Pearls and Contemporary Fashion
Contemporary designers are reinventing the pearl. Pearl jewellery is frequently seen on the catwalk; Karl Lagerfeld has reworked pearl designs countless times for Chanel. Less well known but equally creative is upcoming designer Melanie Georgacopoulos, while Sophie Bille Brahe is making waves among the fashion pack.
Moonstone has a pearlescent finish resembling moon rays. It varies in colour from blue white to peach and is a spiritual stone commonly worn by women to promote balance and harmony. Moonstone is believed to distil friction in tempestuous relationships. Such is its power that some believed moonstone could make the wearer invisible! Moonstone is mined in Sri Lanka, India, Madagascar, and the United States and is exchanged as a symbol of health and longevity.
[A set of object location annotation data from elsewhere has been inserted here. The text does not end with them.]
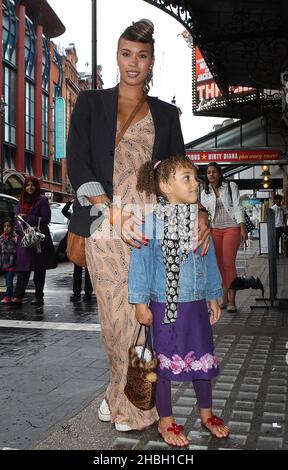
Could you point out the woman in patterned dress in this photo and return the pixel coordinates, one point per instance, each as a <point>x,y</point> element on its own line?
<point>103,174</point>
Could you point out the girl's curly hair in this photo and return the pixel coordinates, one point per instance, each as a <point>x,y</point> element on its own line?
<point>152,173</point>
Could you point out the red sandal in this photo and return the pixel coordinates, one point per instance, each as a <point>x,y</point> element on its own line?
<point>215,421</point>
<point>176,429</point>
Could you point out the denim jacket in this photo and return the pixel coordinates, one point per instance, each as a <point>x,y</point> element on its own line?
<point>199,276</point>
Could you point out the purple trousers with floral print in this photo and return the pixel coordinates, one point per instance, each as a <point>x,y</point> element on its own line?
<point>203,391</point>
<point>185,349</point>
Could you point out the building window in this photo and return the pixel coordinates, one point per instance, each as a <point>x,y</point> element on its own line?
<point>57,172</point>
<point>29,116</point>
<point>45,64</point>
<point>30,50</point>
<point>45,164</point>
<point>9,27</point>
<point>45,127</point>
<point>9,91</point>
<point>28,164</point>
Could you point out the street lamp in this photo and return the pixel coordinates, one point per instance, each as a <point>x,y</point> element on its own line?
<point>94,44</point>
<point>2,112</point>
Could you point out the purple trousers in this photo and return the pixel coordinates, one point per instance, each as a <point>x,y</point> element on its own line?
<point>203,391</point>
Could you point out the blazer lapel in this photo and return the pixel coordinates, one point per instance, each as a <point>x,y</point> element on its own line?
<point>110,103</point>
<point>153,101</point>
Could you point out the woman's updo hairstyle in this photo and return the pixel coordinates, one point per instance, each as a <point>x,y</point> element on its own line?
<point>141,31</point>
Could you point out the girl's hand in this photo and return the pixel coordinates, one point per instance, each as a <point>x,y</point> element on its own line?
<point>125,224</point>
<point>143,314</point>
<point>215,310</point>
<point>244,233</point>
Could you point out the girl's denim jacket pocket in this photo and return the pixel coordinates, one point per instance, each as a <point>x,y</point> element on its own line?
<point>199,276</point>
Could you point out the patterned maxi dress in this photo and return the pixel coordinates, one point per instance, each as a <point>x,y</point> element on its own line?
<point>108,263</point>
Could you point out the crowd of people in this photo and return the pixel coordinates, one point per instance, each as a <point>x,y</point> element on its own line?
<point>174,279</point>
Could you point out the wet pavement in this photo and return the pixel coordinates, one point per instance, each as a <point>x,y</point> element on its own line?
<point>54,379</point>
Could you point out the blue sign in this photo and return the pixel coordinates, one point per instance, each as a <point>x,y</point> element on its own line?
<point>60,128</point>
<point>254,201</point>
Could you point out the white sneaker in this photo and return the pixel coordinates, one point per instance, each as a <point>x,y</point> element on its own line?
<point>104,412</point>
<point>122,427</point>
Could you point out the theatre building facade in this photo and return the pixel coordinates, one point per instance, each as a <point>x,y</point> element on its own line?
<point>39,84</point>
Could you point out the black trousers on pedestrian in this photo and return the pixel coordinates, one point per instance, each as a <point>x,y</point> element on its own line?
<point>22,283</point>
<point>77,281</point>
<point>279,231</point>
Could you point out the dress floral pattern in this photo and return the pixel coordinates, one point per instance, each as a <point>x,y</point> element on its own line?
<point>108,263</point>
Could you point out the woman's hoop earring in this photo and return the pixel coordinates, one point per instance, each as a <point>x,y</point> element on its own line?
<point>148,79</point>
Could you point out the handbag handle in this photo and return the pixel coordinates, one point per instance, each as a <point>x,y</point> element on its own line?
<point>147,331</point>
<point>26,223</point>
<point>130,119</point>
<point>23,221</point>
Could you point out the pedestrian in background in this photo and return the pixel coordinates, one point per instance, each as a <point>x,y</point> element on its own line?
<point>8,241</point>
<point>280,219</point>
<point>222,200</point>
<point>33,206</point>
<point>78,271</point>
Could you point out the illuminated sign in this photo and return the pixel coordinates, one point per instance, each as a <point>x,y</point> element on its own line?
<point>207,95</point>
<point>234,155</point>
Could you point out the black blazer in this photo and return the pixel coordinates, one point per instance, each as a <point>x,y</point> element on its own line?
<point>91,144</point>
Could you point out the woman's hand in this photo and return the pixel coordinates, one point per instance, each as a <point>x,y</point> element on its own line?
<point>203,233</point>
<point>143,314</point>
<point>244,233</point>
<point>215,310</point>
<point>125,224</point>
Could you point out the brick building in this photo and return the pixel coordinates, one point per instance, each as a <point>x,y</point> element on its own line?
<point>35,73</point>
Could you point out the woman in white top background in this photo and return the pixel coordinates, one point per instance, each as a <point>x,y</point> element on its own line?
<point>222,200</point>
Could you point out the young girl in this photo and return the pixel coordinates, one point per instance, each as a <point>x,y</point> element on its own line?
<point>8,242</point>
<point>170,284</point>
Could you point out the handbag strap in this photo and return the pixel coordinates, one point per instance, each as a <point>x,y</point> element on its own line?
<point>130,119</point>
<point>23,221</point>
<point>148,330</point>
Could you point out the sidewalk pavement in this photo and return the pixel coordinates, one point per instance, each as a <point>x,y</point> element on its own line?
<point>54,377</point>
<point>250,392</point>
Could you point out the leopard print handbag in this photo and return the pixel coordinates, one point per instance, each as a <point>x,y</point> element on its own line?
<point>140,388</point>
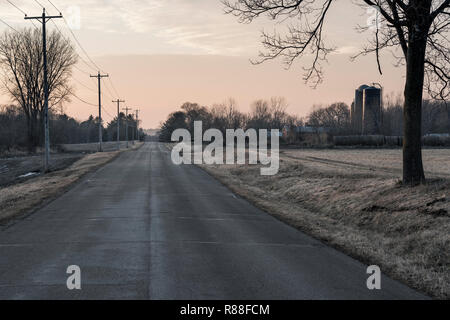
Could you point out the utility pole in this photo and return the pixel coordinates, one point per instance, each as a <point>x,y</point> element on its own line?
<point>43,19</point>
<point>118,121</point>
<point>126,117</point>
<point>99,77</point>
<point>137,123</point>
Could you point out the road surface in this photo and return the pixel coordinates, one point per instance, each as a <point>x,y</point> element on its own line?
<point>144,228</point>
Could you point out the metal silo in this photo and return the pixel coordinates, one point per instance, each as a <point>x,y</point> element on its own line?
<point>371,118</point>
<point>357,112</point>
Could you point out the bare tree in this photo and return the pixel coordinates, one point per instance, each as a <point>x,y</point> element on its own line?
<point>22,65</point>
<point>418,27</point>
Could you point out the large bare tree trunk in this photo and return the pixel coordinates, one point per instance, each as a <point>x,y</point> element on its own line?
<point>413,173</point>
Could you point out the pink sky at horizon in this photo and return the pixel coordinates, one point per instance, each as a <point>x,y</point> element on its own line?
<point>161,54</point>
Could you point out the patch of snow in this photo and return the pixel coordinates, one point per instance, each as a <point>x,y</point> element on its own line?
<point>29,174</point>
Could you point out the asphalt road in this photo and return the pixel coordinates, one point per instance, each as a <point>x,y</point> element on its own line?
<point>144,228</point>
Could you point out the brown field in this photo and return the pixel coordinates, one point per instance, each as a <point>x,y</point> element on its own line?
<point>352,199</point>
<point>23,197</point>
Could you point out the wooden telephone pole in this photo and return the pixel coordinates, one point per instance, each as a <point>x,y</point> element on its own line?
<point>99,77</point>
<point>118,121</point>
<point>43,20</point>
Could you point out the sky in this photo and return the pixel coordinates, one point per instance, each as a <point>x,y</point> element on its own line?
<point>162,53</point>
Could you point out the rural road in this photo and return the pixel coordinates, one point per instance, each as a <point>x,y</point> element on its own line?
<point>144,228</point>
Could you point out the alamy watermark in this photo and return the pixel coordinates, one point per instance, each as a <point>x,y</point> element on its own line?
<point>213,153</point>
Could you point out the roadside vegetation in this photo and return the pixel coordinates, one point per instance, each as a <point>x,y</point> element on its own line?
<point>354,201</point>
The third birthstone associated with June is Alexandrite. A rare stone and yellow or browny green in colour which flashes red when exposed to a glowing light source. Alexandrite looks specially beautiful by candlelight and has been dubbed an “an emerald by day, a ruby by night” by poets. Alexandrite was first mined in the Ural mountains in 1830 but is mined today in Sri Lanka, Zimbabwe, Brazil, Madagascar, Tanzania and Burma. It typically symbolises happiness and good fortune.